WESTARM hosts the lecture series every year to help local residents through some of those concerns and help them be better prepared. View more info on the full lecture series here.

Its officials will be providing free refreshments to all in attendance.

Those planning to attend are asked to RSVP by calling 724-337-6522 or by sending an email to: administration@westarmtherapy.com.

Dr. Formaini’s additional background

As per Dr. Formaini’s website — pittsburghshoulderdoc.com — he joined Armstrong Orthopedic Associates in August of 2015.

Born and raised in the Kittanning area, he graduated from Ford City High School and received his undergraduate degree from the University of Pittsburgh, graduating with honors.

Dr. Formaini attended the Lake Erie College of Osteopathic Medicine before completing a five-year orthopedic residency through Ohio University at Doctors’ Hospital and Grant Medical Center in Columbus, Ohio.

He concluded his surgical training with a one-year shoulder and elbow fellowship under the direction of Dr. Jonathan Levy at Holy Cross Hospital in Fort Lauderdale, Florida.

Dr. Formaini has a special interest in shoulder and elbow surgery, having completed a surgical fellowship focusing solely on complex shoulder and elbow problems.
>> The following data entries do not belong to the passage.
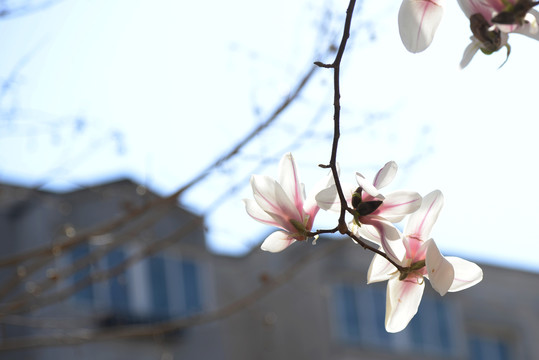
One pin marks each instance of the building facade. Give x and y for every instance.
(308, 302)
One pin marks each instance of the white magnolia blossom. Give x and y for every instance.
(376, 213)
(492, 20)
(418, 22)
(283, 204)
(420, 257)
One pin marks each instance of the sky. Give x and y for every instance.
(155, 91)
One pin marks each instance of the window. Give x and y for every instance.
(153, 289)
(360, 318)
(86, 294)
(485, 347)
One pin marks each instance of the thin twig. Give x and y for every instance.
(342, 226)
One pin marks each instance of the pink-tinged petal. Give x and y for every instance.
(469, 52)
(441, 273)
(418, 21)
(402, 301)
(385, 175)
(380, 270)
(399, 204)
(530, 29)
(311, 205)
(416, 249)
(289, 180)
(270, 196)
(420, 222)
(277, 241)
(258, 214)
(368, 187)
(467, 273)
(328, 199)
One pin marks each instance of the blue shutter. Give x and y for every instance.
(117, 286)
(78, 253)
(159, 287)
(191, 290)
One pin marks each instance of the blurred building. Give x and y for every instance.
(309, 302)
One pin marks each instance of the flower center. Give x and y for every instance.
(364, 208)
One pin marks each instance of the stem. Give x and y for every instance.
(336, 66)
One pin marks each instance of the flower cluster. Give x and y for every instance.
(490, 22)
(404, 259)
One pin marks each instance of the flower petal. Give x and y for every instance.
(441, 273)
(311, 205)
(258, 214)
(467, 273)
(399, 204)
(380, 270)
(420, 222)
(277, 241)
(289, 180)
(530, 27)
(328, 199)
(368, 187)
(382, 232)
(469, 52)
(385, 175)
(271, 197)
(418, 21)
(402, 301)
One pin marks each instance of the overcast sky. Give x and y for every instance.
(156, 90)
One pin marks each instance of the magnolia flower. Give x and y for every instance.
(492, 20)
(420, 258)
(418, 21)
(374, 213)
(283, 204)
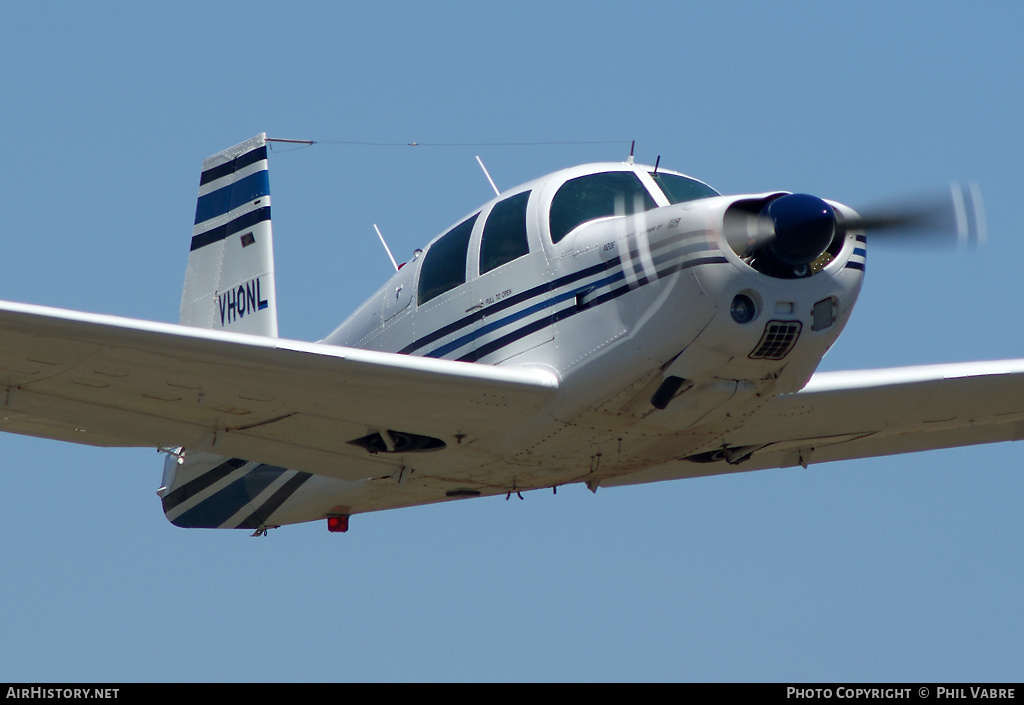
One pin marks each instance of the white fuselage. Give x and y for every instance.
(614, 307)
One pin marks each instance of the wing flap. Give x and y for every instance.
(111, 381)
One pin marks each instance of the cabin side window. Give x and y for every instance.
(504, 236)
(680, 189)
(596, 196)
(444, 264)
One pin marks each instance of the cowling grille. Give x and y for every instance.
(777, 340)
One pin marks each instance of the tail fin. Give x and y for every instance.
(229, 281)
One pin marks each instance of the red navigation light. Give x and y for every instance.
(337, 524)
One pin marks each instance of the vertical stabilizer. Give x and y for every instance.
(229, 280)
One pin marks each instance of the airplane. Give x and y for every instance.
(608, 324)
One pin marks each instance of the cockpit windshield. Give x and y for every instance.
(680, 189)
(596, 196)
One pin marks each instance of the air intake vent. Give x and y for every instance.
(824, 314)
(778, 339)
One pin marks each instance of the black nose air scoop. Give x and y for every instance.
(804, 226)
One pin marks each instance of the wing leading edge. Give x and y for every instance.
(104, 380)
(868, 413)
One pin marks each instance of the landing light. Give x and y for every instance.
(743, 309)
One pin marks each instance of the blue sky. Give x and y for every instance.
(896, 569)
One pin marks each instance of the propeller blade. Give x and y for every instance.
(955, 216)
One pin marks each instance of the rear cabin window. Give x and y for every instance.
(680, 189)
(504, 236)
(444, 264)
(596, 196)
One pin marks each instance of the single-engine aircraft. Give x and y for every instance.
(607, 324)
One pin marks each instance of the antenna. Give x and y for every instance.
(386, 248)
(491, 180)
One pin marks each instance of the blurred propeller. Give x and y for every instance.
(793, 231)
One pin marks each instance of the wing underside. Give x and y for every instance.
(110, 381)
(867, 413)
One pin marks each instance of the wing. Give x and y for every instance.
(867, 413)
(110, 381)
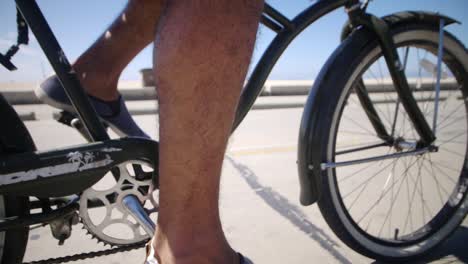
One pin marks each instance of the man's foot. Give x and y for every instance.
(114, 113)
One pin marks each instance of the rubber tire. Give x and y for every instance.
(335, 79)
(14, 138)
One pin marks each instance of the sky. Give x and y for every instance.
(77, 24)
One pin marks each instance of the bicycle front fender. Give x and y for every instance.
(406, 17)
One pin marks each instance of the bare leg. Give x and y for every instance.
(100, 66)
(202, 54)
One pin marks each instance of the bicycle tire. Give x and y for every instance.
(359, 53)
(14, 138)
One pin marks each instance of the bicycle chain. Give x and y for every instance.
(88, 255)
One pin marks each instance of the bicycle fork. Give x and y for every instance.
(405, 96)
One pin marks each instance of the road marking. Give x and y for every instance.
(263, 150)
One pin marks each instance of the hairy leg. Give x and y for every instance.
(100, 66)
(202, 53)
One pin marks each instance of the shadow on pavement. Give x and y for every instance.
(288, 210)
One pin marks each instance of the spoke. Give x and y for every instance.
(359, 125)
(346, 151)
(452, 138)
(452, 152)
(409, 214)
(355, 173)
(455, 120)
(385, 94)
(389, 213)
(451, 114)
(437, 166)
(439, 186)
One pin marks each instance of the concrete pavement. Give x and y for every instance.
(259, 199)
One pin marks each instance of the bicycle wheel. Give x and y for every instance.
(400, 208)
(14, 138)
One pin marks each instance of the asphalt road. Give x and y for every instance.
(259, 201)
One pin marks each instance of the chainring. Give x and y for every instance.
(109, 222)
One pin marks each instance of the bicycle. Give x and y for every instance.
(393, 138)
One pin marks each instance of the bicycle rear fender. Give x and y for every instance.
(312, 134)
(406, 17)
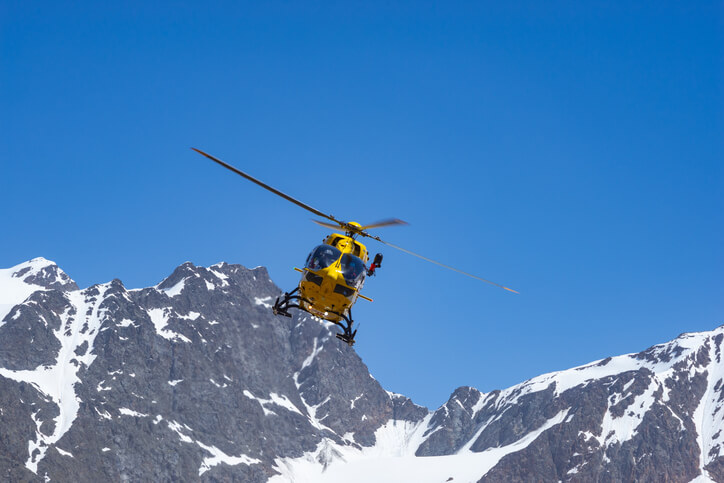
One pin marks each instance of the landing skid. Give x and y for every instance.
(292, 301)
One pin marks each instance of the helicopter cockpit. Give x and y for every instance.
(352, 267)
His diagnostic skills and surgical expertise in this particular area include reverse shoulder replacement, total shoulder replacement, total elbow replacement, arthroscopic shoulder and elbow procedures, and upper extremity fracture management.

He also brings a superior level of care in the fields of general orthopedics and advanced fracture care surgery to Armstrong County and the surrounding region.

Dr. Formaini has been very active in orthopedic research and authored multiple journal publications as well as textbook chapters on various orthopedic topics.

He lectures at state, regional, and national meetings and also serves as a reviewer for research-based orthopedic journals.